After Viborg fell on 16 January, Torstensson sent Helmut Wrangel with one regiment of cavalry to Aalborg. Despite having ramparts on the roads approaching the town, Gunde Lange, who held Aalborghus as a fief, and the town magistracy, did not attempt to defend the town. When Wrangel arrived outside the town on 17 January, Anders Andersen Ringkøbing, the bishop of the Diocese of Aalborg, alongside a deputation of Aalborg's priests, went to meet Wrangel to surrender the town. They did so because a rumor had spread that Wrangel intended to burn down the town.

Wrangel personally guaranteed Anders Andersen that his residence would not be plundered. The Swedes were also able to confiscate the merchant fleet at Aalborg and a large amount of goods, as storms, frost, and contrary winds prevented them from leaving.

Aalborghus initially resisted, although the garrison only had 10 firearms. However, it capitulated after 24 hours of fighting, during which 29 people were killed.

== Battle ==
On 18 January, it became known that a force of armed peasants under the command of local noblemen and wealthy farmers had blocked the road to Vendsyssel. According to an account by Peder Dyrskjøt, the "captain of the peasants" was Peder's father, Lars Dyrskjøt. Additionally, Jens Høeg of Vang commanded the peasants.

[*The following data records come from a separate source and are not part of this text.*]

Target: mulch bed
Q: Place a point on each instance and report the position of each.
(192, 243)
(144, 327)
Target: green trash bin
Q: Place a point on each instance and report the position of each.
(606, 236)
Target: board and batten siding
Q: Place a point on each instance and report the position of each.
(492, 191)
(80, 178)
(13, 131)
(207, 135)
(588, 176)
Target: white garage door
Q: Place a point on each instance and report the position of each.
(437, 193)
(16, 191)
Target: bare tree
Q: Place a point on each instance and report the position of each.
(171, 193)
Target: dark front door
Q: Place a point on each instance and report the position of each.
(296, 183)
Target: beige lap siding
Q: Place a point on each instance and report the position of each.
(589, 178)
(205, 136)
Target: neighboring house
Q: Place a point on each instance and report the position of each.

The peasants were armed with swords, firearms, and homemade spears and took up positions on the north side of the Limfjord, roughly opposite Aalborghus. According to tradition, the peasants killed a negotiator at Sundby Kær that the Swedes had sent over. The peasants were also "utterly furious" and would not wait for reinforcements from nearby districts.

The cold weather caused the Limfjord to freeze over, allowing Wrangel to launch a frontal assault across the ice against the peasants. The attack either came directly from Aalborghus or across the channel between Signalbakken and Sundby Hage.

In Peder Dyrskjøt's account, the Swedes "came as if in a flying, broad formation." If classic Swedish tactics were followed, the Swedish cavalry fired their pistols before drawing their swords. After firing a single volley at the Swedish cavalry, the peasant force collapsed while trying to reload. The Swedes pursued the peasants into Nørresundby, where urban warfare broke out the following day. During the urban fighting, the Swedes set fire to the houses from which peasants were firing on them, burning the peasants alive.

== Aftermath ==
Estimates of the casualties suffered by the peasants vary. According to Jakob Ørnbjerg, some 400–600 peasants were killed, and another 100 were captured. Niels Slange gives a figure of 600 to 700 peasants killed, while Peder Dyrskjøt gives an estimate of 400. A German chronicle from 1649 gave an estimate of 800.

The captured peasants were packed into the dungeons in Aalborghus, where most of them died from heat and thirst. They also cannibalized each other. In a later account from 1677, Peder Hansen Resen stated that 71 Swedish cavalrymen and their commander were killed (who was not Wrangel). Additionally, Lars Dyrskjøt shot three Swedish cavalrymen before being killed by a shot between the shoulders.

After defeating the peasants, Wrangel occupied Vendsyssel and then consolidated control of Aalborg. The Swedes confiscated all the inhabitants' weapons, and a Swedish garrison was stationed in Aalborghus. They also strengthened its fortifications, built a bridge across the Østerå, and constructed a pontoon bridge across the Limfjord.